The Charles Schwab Corporation (SCHW) reported mixed results for the nine months ended September 30, 2004. While total revenues saw an 11% increase year-over-year to $3.14 billion, driven by a 18% rise in non-trading revenues (asset management, net interest revenue), trading revenues declined by 6%. This decline in trading revenue was primarily attributed to reduced commission pricing and lower client trading activity, impacting the Individual Investor segment. However, the company experienced strong net new client asset inflows of $33.5 billion for the nine-month period, and total client assets reached $1.0 trillion. A significant factor impacting profitability was the substantial loss from discontinued operations, largely related to the divestiture of the capital markets business, resulting in a net loss of $41 million for the third quarter and a net income of $233 million for the nine-month period, down 28% year-over-year. The company is actively managing its cost structure, initiating a firm-wide cost reduction effort that included workforce reductions and office consolidations, leading to $116 million in restructuring charges for the nine months. Despite the net income decline for the nine-month period, management highlighted positive trends in client asset growth and a strategic shift towards fee-based revenues. The company's balance sheet remained robust, with the company and its subsidiaries maintaining well-capitalized status, and liquidity was deemed adequate.

Key Highlights

  • 1Total revenues increased by 11% to $3.14 billion for the nine months ended September 30, 2004, driven by a 18% increase in non-trading revenues.
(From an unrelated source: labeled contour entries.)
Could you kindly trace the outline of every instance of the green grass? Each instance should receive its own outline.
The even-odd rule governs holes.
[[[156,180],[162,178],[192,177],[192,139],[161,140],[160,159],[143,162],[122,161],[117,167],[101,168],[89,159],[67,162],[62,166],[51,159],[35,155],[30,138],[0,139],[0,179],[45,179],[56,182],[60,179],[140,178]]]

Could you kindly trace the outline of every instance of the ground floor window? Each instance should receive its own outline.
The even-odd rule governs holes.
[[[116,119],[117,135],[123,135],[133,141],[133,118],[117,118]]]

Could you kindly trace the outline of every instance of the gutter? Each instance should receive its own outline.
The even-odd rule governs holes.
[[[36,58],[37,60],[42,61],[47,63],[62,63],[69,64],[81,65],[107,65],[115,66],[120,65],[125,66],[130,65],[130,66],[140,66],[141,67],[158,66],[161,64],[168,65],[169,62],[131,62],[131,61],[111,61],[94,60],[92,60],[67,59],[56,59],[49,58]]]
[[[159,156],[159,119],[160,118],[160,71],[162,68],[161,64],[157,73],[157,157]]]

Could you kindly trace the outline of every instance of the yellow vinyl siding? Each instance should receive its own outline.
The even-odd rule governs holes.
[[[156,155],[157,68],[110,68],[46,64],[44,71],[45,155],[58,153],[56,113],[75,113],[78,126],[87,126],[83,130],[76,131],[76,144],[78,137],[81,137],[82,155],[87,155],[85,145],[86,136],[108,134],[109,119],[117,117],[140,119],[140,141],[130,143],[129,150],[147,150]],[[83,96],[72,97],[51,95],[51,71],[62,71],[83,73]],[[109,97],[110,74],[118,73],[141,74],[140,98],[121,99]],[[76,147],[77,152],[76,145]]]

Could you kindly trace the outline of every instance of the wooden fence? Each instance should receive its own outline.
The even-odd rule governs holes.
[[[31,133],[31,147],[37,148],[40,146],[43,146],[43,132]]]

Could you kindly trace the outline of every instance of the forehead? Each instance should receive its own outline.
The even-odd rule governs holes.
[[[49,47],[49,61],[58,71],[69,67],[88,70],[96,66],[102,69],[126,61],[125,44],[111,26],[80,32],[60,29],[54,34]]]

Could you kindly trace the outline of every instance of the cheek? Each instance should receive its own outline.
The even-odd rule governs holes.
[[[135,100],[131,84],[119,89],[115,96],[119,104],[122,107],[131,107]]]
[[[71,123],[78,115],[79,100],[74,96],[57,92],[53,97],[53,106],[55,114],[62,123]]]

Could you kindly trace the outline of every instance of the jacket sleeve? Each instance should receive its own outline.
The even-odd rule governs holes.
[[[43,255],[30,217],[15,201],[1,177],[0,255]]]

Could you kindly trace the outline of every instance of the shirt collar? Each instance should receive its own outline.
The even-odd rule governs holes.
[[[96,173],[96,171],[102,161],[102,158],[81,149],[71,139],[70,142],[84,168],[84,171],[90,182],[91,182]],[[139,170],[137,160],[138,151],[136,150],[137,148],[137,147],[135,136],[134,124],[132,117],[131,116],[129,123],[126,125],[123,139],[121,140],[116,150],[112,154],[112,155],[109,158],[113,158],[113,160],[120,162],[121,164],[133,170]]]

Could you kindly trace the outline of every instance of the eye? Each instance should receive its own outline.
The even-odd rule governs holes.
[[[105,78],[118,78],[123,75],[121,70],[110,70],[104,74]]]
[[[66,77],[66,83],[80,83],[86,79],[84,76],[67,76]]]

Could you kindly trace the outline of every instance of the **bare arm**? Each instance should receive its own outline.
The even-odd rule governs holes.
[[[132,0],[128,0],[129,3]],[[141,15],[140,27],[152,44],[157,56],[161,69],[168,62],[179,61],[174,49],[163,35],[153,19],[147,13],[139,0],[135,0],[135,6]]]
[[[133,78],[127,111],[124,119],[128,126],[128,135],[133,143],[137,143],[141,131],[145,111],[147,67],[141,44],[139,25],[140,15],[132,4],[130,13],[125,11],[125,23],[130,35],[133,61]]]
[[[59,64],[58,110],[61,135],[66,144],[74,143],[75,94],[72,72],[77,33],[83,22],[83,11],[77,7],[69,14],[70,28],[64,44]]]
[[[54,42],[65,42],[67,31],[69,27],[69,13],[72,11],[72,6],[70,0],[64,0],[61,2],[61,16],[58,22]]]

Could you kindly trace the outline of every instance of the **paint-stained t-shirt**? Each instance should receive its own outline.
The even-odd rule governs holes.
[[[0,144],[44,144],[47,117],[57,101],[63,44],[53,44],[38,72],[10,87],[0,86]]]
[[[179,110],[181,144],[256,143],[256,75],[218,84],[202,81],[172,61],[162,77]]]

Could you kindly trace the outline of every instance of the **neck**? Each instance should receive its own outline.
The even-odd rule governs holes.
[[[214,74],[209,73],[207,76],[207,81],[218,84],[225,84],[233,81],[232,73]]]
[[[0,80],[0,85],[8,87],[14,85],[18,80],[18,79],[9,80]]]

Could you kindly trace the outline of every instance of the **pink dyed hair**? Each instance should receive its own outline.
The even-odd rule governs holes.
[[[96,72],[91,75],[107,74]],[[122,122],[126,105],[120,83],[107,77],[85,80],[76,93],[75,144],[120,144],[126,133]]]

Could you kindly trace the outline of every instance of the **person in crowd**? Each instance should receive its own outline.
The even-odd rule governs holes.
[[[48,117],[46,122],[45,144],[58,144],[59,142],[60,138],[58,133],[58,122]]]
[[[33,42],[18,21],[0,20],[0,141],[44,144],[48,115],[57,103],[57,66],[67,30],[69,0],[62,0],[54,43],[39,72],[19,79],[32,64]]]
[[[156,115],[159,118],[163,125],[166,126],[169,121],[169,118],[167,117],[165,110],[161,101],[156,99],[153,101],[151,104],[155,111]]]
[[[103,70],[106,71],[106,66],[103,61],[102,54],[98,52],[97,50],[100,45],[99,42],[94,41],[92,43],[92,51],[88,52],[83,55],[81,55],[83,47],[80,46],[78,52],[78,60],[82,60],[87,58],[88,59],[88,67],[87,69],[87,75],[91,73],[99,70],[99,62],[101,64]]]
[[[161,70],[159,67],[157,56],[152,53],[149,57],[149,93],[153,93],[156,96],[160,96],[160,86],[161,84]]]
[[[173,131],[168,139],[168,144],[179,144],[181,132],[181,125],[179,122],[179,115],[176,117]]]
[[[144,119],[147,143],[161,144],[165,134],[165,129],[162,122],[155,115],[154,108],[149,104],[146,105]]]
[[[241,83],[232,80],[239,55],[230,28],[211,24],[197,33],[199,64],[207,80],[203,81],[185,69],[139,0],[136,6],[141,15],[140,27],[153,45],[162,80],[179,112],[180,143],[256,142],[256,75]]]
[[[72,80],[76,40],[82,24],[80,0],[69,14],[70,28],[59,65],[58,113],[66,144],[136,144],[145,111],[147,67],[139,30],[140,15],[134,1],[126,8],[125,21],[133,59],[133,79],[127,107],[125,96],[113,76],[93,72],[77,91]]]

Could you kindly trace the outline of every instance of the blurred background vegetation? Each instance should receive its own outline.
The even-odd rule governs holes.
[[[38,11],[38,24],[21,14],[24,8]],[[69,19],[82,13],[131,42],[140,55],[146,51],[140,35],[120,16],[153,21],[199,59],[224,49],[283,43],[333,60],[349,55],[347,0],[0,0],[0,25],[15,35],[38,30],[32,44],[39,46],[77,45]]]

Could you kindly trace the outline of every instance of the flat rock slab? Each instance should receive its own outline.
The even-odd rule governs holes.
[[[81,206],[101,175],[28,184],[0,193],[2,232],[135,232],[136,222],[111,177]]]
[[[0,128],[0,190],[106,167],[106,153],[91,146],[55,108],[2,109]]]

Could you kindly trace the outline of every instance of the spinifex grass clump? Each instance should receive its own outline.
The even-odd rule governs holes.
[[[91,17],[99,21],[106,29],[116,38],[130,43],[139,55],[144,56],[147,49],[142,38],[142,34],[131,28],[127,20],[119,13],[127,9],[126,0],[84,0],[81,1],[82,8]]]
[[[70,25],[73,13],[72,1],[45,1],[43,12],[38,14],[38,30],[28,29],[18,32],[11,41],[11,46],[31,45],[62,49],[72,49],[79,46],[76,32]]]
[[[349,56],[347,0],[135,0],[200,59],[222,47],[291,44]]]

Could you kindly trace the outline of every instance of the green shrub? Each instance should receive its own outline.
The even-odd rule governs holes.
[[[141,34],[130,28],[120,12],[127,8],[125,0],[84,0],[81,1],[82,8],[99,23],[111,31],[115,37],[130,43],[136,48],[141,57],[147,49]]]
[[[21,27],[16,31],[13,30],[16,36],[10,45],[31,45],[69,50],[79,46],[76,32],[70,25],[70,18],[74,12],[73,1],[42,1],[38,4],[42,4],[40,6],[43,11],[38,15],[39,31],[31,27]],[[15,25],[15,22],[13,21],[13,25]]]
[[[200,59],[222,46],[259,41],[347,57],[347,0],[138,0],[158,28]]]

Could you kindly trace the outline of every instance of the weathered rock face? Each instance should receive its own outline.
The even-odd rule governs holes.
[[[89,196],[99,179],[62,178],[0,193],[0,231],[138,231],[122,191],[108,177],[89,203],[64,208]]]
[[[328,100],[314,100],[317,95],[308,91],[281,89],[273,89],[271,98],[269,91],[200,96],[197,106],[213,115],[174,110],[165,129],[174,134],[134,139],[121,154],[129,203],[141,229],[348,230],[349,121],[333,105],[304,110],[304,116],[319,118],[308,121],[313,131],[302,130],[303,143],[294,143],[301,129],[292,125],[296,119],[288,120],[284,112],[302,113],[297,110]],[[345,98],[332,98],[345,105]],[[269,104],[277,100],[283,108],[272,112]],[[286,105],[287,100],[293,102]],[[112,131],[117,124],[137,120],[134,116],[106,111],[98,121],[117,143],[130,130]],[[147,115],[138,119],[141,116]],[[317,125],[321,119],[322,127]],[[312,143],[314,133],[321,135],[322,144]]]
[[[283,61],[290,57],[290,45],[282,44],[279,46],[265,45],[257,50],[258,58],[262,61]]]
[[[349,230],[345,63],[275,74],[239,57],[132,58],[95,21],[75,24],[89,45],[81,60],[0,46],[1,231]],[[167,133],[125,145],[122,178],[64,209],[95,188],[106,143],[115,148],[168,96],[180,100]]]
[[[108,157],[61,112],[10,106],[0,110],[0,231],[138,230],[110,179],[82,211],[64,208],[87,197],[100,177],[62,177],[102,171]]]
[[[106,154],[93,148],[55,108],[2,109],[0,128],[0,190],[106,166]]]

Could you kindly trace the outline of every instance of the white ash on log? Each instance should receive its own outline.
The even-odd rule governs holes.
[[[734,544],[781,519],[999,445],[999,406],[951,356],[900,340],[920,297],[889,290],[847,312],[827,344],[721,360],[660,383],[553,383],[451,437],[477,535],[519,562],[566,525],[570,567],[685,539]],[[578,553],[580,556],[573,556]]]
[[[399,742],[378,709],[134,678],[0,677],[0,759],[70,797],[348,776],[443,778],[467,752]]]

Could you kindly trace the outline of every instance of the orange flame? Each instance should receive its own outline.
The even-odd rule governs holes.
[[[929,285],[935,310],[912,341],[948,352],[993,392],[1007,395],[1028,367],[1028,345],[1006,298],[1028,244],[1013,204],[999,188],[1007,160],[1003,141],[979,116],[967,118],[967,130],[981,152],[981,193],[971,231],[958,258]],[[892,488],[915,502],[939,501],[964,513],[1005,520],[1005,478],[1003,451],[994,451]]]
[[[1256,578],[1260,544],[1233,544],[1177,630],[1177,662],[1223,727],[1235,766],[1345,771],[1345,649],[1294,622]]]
  • 2Trading revenues declined by 6% year-over-year for the nine-month period, impacted by commission pricing changes and reduced client trading activity.
  • 3Net new client assets grew by 7% to $33.5 billion for the nine months, and total client assets reached $1.0 trillion.
  • 4The company reported a net loss of $41 million for the third quarter of 2004, primarily due to a significant loss from discontinued operations related to the divestiture of its capital markets business.
  • 5Restructuring charges of $116 million were recorded for the nine-month period as part of a firm-wide cost reduction initiative.
  • 6Despite an overall decrease in net income for the nine months, the company's key segments (Individual Investor, Institutional Investor, U.S. Trust) showed varied performance with U.S. Trust revenues up 24% for the nine months.
  • 7The company and its subsidiaries maintained a well-capitalized regulatory status throughout the period.